According to Eder, these are just some of the reasons the children cite why they withdrew from schools.
Jesus S. Far of the United Nations Children’s Fund added that aside from poverty, most streetchildren drop out from schools because they feel safer on the streets –or were born there.
Streetchildren, Far said, are either escaping physical or sexual abuse and exploitation in their families or have made the streets their homes since they were born.
He noted that the latest data posts streetchildren at 250,000 in major cities nationwide.
“They can only have three possible scenarios: get jailed, be killed, or commit a crime. If their parents are incapable of giving them protection and nurture them, somebody should.”
Lingap is one of seven NGOs that Unicef has been helping to attend to streetchildren.

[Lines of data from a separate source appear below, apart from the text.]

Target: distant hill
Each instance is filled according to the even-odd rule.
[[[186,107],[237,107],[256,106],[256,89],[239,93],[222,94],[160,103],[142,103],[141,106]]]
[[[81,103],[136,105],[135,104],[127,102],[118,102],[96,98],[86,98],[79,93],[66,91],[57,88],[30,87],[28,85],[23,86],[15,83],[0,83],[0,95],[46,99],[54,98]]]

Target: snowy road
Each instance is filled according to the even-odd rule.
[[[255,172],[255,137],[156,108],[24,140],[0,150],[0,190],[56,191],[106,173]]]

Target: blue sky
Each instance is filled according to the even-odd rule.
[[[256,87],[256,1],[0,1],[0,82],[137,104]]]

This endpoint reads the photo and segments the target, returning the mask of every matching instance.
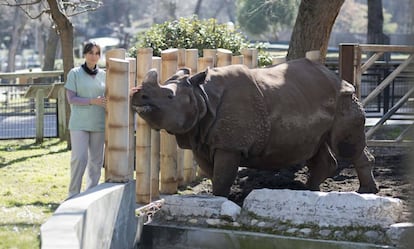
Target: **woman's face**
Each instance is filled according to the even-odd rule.
[[[86,64],[91,66],[96,65],[99,58],[101,58],[101,53],[96,46],[93,46],[92,49],[85,54]]]

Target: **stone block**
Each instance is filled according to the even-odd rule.
[[[237,205],[224,197],[211,195],[166,195],[162,198],[164,198],[164,204],[161,211],[169,216],[199,216],[205,218],[237,216],[237,211],[235,210]],[[240,210],[238,213],[240,213]]]
[[[396,223],[403,212],[402,201],[396,198],[288,189],[253,190],[243,208],[261,217],[321,227],[387,227]]]

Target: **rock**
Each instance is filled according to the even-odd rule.
[[[387,237],[395,244],[404,242],[407,236],[413,234],[414,224],[411,222],[392,224],[387,230]]]
[[[209,224],[210,226],[218,226],[221,223],[220,219],[207,219],[206,223]]]
[[[322,229],[319,231],[319,235],[322,237],[328,237],[331,234],[331,230],[329,229]]]
[[[320,227],[387,227],[403,212],[402,201],[396,198],[289,189],[253,190],[244,200],[243,208],[265,218]]]
[[[305,235],[305,236],[309,236],[312,233],[312,229],[310,228],[302,228],[299,230],[299,233]]]
[[[224,197],[210,195],[166,195],[161,211],[169,216],[218,218]]]
[[[237,219],[237,216],[239,216],[240,211],[241,207],[239,207],[236,203],[227,200],[221,204],[220,215],[222,217],[228,217],[232,221],[235,221]]]
[[[367,241],[375,242],[378,241],[380,234],[377,231],[366,231],[364,236],[367,238]]]

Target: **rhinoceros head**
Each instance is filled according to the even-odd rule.
[[[132,96],[131,107],[151,128],[182,134],[206,112],[196,95],[189,70],[179,70],[162,85],[158,84],[157,71],[150,70],[141,89]]]

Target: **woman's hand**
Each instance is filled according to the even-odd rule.
[[[98,96],[97,98],[90,99],[89,103],[91,105],[106,107],[106,98],[104,96]]]
[[[139,92],[139,90],[141,90],[142,86],[134,86],[129,90],[129,97],[132,97],[132,95],[134,95],[134,93]]]

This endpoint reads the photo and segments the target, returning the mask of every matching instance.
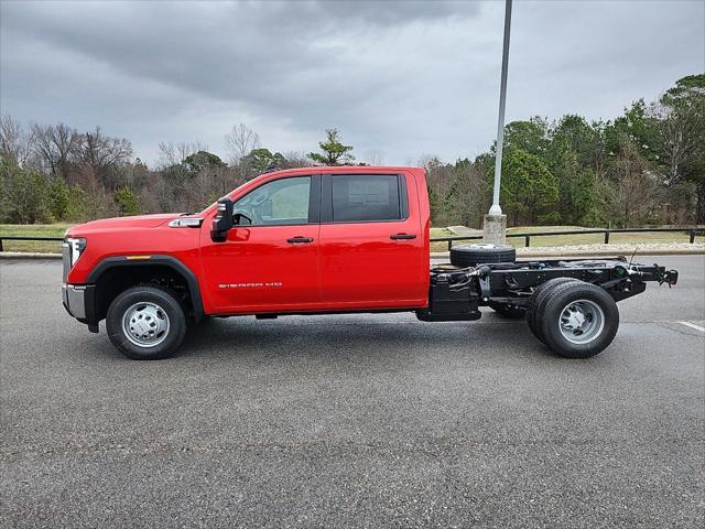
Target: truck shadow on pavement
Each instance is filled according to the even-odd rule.
[[[479,322],[424,323],[412,317],[372,321],[358,316],[209,319],[192,328],[175,358],[392,355],[424,357],[429,350],[475,356],[557,358],[524,322],[487,317]]]

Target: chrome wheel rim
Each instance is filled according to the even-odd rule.
[[[605,313],[594,301],[572,301],[561,311],[558,328],[572,344],[589,344],[603,333]]]
[[[156,303],[135,303],[122,315],[122,332],[139,347],[154,347],[169,335],[169,316]]]

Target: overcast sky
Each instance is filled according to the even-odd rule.
[[[0,104],[160,141],[251,126],[264,147],[340,130],[387,164],[474,156],[497,127],[503,2],[2,1]],[[612,118],[705,69],[705,2],[514,1],[507,119]]]

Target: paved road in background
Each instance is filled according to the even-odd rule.
[[[153,363],[3,261],[0,526],[703,527],[705,259],[640,261],[679,287],[588,360],[489,312],[218,320]]]

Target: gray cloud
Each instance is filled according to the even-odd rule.
[[[499,2],[2,2],[0,102],[223,153],[237,122],[272,149],[337,127],[388,163],[474,155],[496,127]],[[615,116],[704,69],[702,2],[514,2],[508,117]]]

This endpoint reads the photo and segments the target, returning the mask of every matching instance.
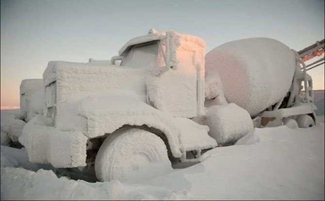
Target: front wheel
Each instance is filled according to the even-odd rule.
[[[95,164],[97,179],[130,183],[148,179],[172,169],[163,141],[138,129],[110,134],[98,150]]]

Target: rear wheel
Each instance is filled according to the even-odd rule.
[[[296,120],[299,128],[309,128],[315,125],[314,119],[309,115],[299,115],[297,117]]]
[[[118,131],[101,145],[95,164],[97,179],[138,182],[170,171],[163,141],[155,134],[139,129]]]

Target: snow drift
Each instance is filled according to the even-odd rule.
[[[296,66],[287,46],[266,38],[225,43],[208,52],[205,60],[206,77],[219,73],[227,100],[251,116],[285,96]]]
[[[253,128],[248,113],[233,103],[209,107],[205,123],[209,135],[222,145],[238,140]]]

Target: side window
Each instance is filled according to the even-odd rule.
[[[123,66],[132,67],[155,67],[159,49],[158,41],[136,45],[124,57]]]

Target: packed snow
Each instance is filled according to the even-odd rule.
[[[251,116],[285,96],[296,67],[294,54],[289,47],[267,38],[225,43],[208,52],[205,62],[206,76],[218,73],[227,100],[246,110]]]
[[[205,124],[209,135],[220,145],[236,142],[253,130],[249,114],[233,103],[209,107]]]
[[[17,112],[1,110],[1,127]],[[133,184],[60,177],[50,166],[29,162],[25,148],[1,146],[1,200],[324,200],[324,123],[255,128],[200,163]]]
[[[37,115],[42,115],[43,80],[30,79],[22,80],[20,91],[20,118],[28,122]]]

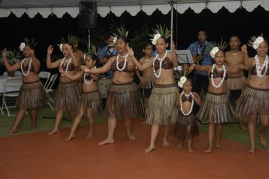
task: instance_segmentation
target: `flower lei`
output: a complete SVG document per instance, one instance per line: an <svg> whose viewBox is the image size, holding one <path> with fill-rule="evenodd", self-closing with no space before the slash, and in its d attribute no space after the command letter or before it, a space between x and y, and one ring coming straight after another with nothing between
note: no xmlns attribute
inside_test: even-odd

It will pilot the mobile education van that Far said Unicef hopes to replicate in other cities outside Metro Manila.
Far said the Unicef shelled out P1.4 million for this project. Private companies Sony Ericsson and Ericsson Telecommunications Inc. provided P0.5 million each for the van.
Eder said that having this kind of technology and mobility would hopefully make the kids more focused on learning rather than solely on surviving the harsh conditions of living in the streets.
The van, she said, will stop by one community for a day to teach streetchildren for three hours.
Acording to Far, Lingap teachers will teach basic life skills like how to say No, the different types of touch, how to solve problems, and decision-making processes.
Most of the materials, Eder said, would be downloaded and available on the Internet and would use computer games.
Lingap, a nonprofit organization established in 1981, saw its cash assets decline by 34.54 percent in 2008 from P4.8 million in 2007, its latest report to the Securities and Exchange Commission said.